Buscamos una puerta hacia el sótano, golpeando paredes y revisando armarios, pero no encontramos ninguna entrada.
Sebastián propuso que Lorena subiera por la escalera de la cocina porque era la más baja y delgada del grupo.
Ella se burló de nosotros, encendió la linterna del teléfono y comenzó a avanzar sobre manos y rodillas.
—Si encuentro un tesoro, no lo voy a compartir —dijo antes de desaparecer.
Escuchamos sus pasos sobre nuestras cabezas.
El espacio parecía mucho más amplio de lo que permitía la forma exterior de la casa.
Lorena llamó varias veces a Mariela y abrió algo que sonó como una puerta pesada.
Entonces escuché otro par de pasos.
No provenían del mismo lugar, sino del extremo opuesto de la cocina, aunque también avanzaban por encima del techo.
—¡Lorena! —grité.
No respondió.
Me arrodillé frente a la escalera y subí tres peldaños.
Una sombra apareció en la parte superior, bloqueando la poca luz.
—Ya vamos —susurró Lorena.
La vi descender de frente, apoyándose sobre las manos y los pies, con la espalda arqueada de una forma imposible.

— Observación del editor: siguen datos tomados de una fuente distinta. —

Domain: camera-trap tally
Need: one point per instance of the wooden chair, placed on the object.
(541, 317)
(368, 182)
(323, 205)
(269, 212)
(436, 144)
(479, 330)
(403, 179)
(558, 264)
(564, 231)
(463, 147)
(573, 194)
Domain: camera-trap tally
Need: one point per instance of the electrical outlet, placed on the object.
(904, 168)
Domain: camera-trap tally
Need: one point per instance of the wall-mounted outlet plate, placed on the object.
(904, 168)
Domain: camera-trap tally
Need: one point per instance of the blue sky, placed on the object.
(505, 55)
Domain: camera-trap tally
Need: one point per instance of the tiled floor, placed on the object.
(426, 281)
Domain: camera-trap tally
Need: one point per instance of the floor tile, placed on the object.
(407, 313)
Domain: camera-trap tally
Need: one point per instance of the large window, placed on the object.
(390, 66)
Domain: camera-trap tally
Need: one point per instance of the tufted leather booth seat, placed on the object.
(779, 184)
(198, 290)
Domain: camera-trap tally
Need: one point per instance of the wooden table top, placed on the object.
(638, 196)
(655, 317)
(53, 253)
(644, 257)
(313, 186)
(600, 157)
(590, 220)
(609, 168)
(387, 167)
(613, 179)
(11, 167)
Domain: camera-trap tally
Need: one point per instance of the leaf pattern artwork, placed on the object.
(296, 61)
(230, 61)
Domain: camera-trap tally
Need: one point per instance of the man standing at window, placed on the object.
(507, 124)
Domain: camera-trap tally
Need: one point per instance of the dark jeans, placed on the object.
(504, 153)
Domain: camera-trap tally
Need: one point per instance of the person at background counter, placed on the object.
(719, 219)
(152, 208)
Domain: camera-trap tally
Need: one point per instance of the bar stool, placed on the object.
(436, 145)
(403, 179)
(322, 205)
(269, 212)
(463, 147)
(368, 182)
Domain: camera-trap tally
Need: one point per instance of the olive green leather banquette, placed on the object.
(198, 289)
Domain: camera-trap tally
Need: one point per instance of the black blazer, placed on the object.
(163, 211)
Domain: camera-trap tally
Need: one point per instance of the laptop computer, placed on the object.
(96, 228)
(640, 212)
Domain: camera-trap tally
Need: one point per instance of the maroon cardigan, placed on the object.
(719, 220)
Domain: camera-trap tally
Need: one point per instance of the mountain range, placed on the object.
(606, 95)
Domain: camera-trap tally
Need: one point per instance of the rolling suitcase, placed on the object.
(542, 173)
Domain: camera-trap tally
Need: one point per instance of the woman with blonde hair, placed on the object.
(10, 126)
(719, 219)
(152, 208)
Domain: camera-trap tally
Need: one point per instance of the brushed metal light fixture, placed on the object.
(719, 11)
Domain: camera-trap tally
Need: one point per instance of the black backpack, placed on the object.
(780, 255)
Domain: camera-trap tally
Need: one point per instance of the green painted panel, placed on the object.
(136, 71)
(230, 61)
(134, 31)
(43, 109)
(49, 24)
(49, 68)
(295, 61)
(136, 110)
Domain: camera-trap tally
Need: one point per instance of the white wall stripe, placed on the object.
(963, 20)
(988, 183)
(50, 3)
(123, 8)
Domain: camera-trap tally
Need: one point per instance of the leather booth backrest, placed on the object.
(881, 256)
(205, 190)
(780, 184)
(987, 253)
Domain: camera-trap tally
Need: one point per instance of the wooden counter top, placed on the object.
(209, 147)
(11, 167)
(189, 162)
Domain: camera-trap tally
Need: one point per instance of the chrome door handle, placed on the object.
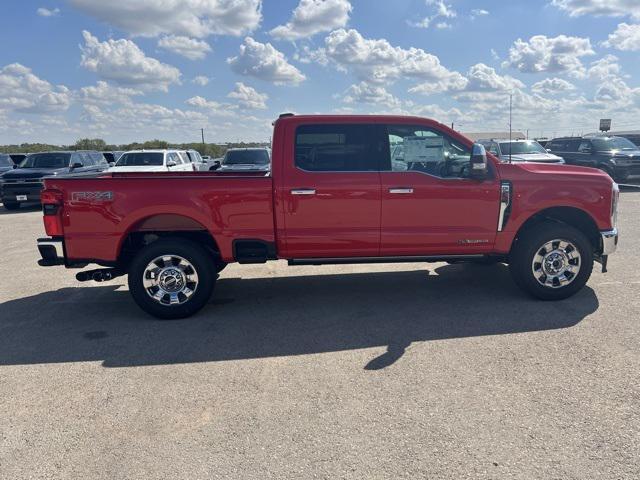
(303, 191)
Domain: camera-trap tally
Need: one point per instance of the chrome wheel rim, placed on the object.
(170, 280)
(556, 264)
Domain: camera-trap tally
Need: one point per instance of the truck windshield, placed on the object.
(521, 148)
(141, 159)
(5, 161)
(246, 157)
(46, 160)
(613, 143)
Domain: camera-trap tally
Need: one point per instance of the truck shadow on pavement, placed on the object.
(282, 316)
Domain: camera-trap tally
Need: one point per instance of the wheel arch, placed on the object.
(576, 217)
(151, 228)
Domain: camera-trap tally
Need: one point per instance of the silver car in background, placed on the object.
(519, 151)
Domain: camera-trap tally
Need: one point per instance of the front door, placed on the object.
(429, 206)
(331, 191)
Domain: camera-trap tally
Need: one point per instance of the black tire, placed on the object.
(220, 266)
(201, 261)
(531, 242)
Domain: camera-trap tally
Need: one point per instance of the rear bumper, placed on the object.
(11, 192)
(52, 252)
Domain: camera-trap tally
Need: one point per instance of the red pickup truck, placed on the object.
(342, 189)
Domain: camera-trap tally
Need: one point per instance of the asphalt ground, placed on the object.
(356, 372)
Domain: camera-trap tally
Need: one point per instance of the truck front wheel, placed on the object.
(551, 261)
(172, 278)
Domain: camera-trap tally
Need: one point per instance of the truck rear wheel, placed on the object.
(172, 278)
(551, 261)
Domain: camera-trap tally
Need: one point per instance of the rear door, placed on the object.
(429, 206)
(331, 190)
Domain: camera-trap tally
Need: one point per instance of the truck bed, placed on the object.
(99, 211)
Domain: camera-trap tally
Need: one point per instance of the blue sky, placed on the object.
(143, 69)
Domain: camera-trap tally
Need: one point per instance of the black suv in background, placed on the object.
(617, 156)
(23, 184)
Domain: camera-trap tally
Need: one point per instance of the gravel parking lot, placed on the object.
(383, 371)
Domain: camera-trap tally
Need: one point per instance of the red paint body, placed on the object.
(351, 214)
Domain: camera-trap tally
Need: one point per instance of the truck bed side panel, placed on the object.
(229, 208)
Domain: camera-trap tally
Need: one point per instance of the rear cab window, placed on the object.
(338, 148)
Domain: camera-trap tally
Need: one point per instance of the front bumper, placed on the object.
(52, 252)
(609, 241)
(609, 244)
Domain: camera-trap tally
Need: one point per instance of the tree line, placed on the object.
(212, 149)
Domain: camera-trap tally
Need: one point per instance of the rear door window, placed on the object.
(338, 148)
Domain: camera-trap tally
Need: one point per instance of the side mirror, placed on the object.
(478, 169)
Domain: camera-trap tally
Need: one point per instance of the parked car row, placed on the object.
(615, 155)
(21, 175)
(24, 182)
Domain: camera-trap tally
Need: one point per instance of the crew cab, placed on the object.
(334, 196)
(24, 183)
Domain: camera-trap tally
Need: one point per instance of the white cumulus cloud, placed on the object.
(610, 8)
(552, 86)
(377, 61)
(249, 97)
(549, 54)
(201, 80)
(626, 37)
(46, 12)
(191, 48)
(193, 18)
(314, 16)
(264, 61)
(123, 62)
(22, 91)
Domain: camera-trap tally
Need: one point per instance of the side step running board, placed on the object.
(355, 260)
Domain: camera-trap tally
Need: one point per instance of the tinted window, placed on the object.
(17, 158)
(338, 148)
(521, 148)
(46, 160)
(427, 151)
(141, 159)
(573, 145)
(99, 158)
(613, 143)
(585, 146)
(246, 157)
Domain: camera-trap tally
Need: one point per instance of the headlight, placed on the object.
(621, 161)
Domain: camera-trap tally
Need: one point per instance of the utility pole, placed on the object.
(510, 125)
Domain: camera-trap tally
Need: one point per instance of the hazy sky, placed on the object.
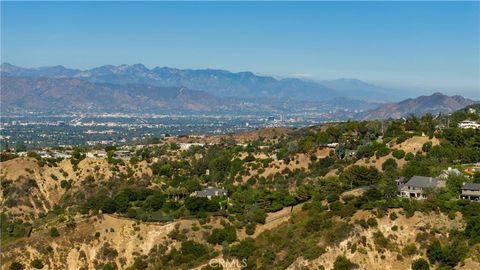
(432, 45)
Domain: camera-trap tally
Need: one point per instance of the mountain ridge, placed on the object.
(434, 104)
(219, 82)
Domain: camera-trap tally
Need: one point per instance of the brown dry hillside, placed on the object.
(31, 189)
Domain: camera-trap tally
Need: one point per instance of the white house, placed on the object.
(469, 124)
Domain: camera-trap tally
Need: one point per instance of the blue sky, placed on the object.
(427, 45)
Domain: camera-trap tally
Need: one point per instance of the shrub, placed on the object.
(16, 266)
(342, 263)
(389, 165)
(398, 154)
(420, 264)
(393, 216)
(372, 222)
(54, 232)
(409, 250)
(409, 156)
(227, 234)
(250, 228)
(37, 264)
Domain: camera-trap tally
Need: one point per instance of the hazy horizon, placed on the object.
(425, 47)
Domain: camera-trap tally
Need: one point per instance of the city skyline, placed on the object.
(429, 45)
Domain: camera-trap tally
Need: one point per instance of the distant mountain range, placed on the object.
(135, 87)
(43, 93)
(220, 83)
(433, 104)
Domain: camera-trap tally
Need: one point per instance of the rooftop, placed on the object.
(423, 182)
(471, 186)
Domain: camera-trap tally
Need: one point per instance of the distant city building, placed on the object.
(469, 124)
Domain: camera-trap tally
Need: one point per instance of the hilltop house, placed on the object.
(122, 154)
(449, 172)
(471, 191)
(415, 187)
(210, 192)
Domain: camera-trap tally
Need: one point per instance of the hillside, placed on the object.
(433, 104)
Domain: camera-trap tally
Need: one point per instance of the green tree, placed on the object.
(54, 232)
(37, 264)
(16, 266)
(389, 165)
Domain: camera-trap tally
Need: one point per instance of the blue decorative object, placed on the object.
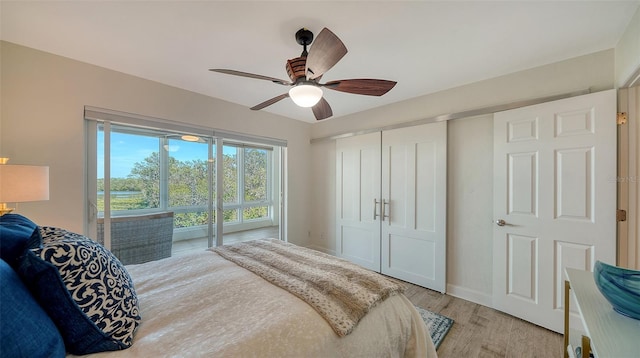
(25, 329)
(17, 234)
(85, 290)
(620, 286)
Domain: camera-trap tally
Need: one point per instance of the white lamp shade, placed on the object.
(20, 183)
(305, 95)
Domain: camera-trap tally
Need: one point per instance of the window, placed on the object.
(155, 169)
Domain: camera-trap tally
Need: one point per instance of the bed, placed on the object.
(203, 304)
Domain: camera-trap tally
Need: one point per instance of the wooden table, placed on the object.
(608, 334)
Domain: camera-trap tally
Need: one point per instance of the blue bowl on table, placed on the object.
(620, 286)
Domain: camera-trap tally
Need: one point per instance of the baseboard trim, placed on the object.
(321, 249)
(467, 294)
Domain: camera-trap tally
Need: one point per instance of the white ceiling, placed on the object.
(426, 46)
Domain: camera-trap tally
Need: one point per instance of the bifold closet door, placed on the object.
(414, 173)
(391, 202)
(357, 199)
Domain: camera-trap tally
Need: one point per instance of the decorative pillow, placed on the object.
(17, 233)
(85, 290)
(25, 330)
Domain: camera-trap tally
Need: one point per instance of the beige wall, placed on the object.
(469, 162)
(43, 97)
(628, 53)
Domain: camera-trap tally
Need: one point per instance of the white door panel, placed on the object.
(414, 187)
(391, 203)
(358, 185)
(553, 165)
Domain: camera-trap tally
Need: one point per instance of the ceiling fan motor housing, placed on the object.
(296, 68)
(304, 37)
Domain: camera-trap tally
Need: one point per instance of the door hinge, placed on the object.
(621, 118)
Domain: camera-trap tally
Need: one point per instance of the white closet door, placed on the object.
(554, 201)
(414, 171)
(357, 189)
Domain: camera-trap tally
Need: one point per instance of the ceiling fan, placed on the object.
(305, 73)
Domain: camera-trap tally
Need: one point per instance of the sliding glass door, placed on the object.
(137, 171)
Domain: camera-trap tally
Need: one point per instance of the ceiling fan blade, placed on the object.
(326, 50)
(251, 75)
(365, 86)
(270, 101)
(322, 110)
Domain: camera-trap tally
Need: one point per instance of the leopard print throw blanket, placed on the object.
(339, 290)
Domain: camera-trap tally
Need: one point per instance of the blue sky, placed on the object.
(128, 149)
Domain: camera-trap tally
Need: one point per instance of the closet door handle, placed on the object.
(384, 209)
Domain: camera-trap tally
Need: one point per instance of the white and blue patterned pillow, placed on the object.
(85, 290)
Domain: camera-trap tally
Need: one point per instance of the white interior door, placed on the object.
(414, 176)
(554, 201)
(357, 199)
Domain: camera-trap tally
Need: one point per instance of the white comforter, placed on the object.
(202, 305)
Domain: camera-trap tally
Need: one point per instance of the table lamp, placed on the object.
(21, 183)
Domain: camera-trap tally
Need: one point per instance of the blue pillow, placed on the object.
(25, 329)
(85, 290)
(17, 233)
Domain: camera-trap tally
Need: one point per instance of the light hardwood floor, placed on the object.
(480, 331)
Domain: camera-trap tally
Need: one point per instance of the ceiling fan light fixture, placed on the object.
(305, 95)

Sus brazos parecían demasiado largos y sus movimientos eran rápidos, fluidos, casi semejantes a los de una araña.
Retrocedí tan violentamente que choqué contra Ximena.
Lorena salió de la escalera caminando erguida, como si nada hubiera ocurrido.
Por un instante pensé que la oscuridad me había confundido.
—¿Encontraste a Mariela? —preguntó Sebastián.
Lorena movió el cuello hacia un lado y luego hacia el otro, produciendo dos pequeños chasquidos.
Después nos observó uno por uno, como si estuviera memorizando nuestros rostros.
—No estaba ahí —respondió.
Su voz era casi normal, pero demasiado lenta.
Al pasar junto a mí, sonrió y guiñó un ojo.
Olía a madera húmeda, tierra cerrada y tela vieja.
Ximena envió un mensaje al encargado de la propiedad preguntando dónde se encontraba la entrada al sótano.
La respuesta llegó casi de inmediato.
“No existe ningún sótano en esa casa.”
Sebastián soltó una carcajada, como si la contradicción le pareciera emocionante.
Yo observé a Lorena, que permanecía frente al vitral, sonriendo hacia las luces de colores como una niña que acababa de descubrir algo maravilloso.
Regresamos al pueblo para preguntar por Mariela.
Nadie la había visto.
Intentamos presentar un reporte, pero nos explicaron que debíamos esperar y confirmar que no se hubiera marchado por decisión propia.
Al caer la tarde regresamos a la casona, porque nuestras pertenencias seguían allí y ninguno quería abandonar la búsqueda.
Nos sentamos en la sala frente a unas cajas de comida que nadie tocó.
El lugar parecía más grande con una persona ausente.
Aquella noche cerré mi puerta con llave, coloqué una silla bajo la manija y me senté sobre la cama.
A las tres de la madrugada escuché un gemido en el pasillo.
—Necesito ayuda —dijo una voz femenina.
No era Ximena, Mariela ni Lorena.
La manija comenzó a moverse.
—Soy Lorena.
Permanecí en silencio.
—Necesito que me ayudes. Mi piel está demasiado apretada.
La puerta tembló bajo varios golpes.
Yo cubrí mi boca para evitar que escuchara mi respiración.
Después de varios minutos, los pasos se alejaron.
A la mañana siguiente, Ximena estaba sentada en la cocina con una sonrisa radiante.
Siempre llevaba el cabello perfectamente recogido, delineador oscuro y aretes de barro pintado, pero aquella mañana no tenía maquillaje y su trenza estaba mal hecha, como si alguien hubiera intentado imitar su apariencia sin conocer sus costumbres.
—¿Dónde están los demás? —pregunté.
—Deberías subir —respondió con la misma voz ronca que había escuchado afuera de mi habitación.
Señaló la puerta de la escalera.
Negué lentamente.
Ximena sonrió, se agachó y comenzó a subir apoyándose sobre manos y pies.
Sus articulaciones se movían con una elasticidad que ningún cuerpo humano debería poseer.
Cerré la puerta y empujé una mesa contra ella.
Desde arriba comenzaron a escucharse desgarros, golpes y una masticación húmeda.
En ese instante supe que Ximena ya no era Ximena.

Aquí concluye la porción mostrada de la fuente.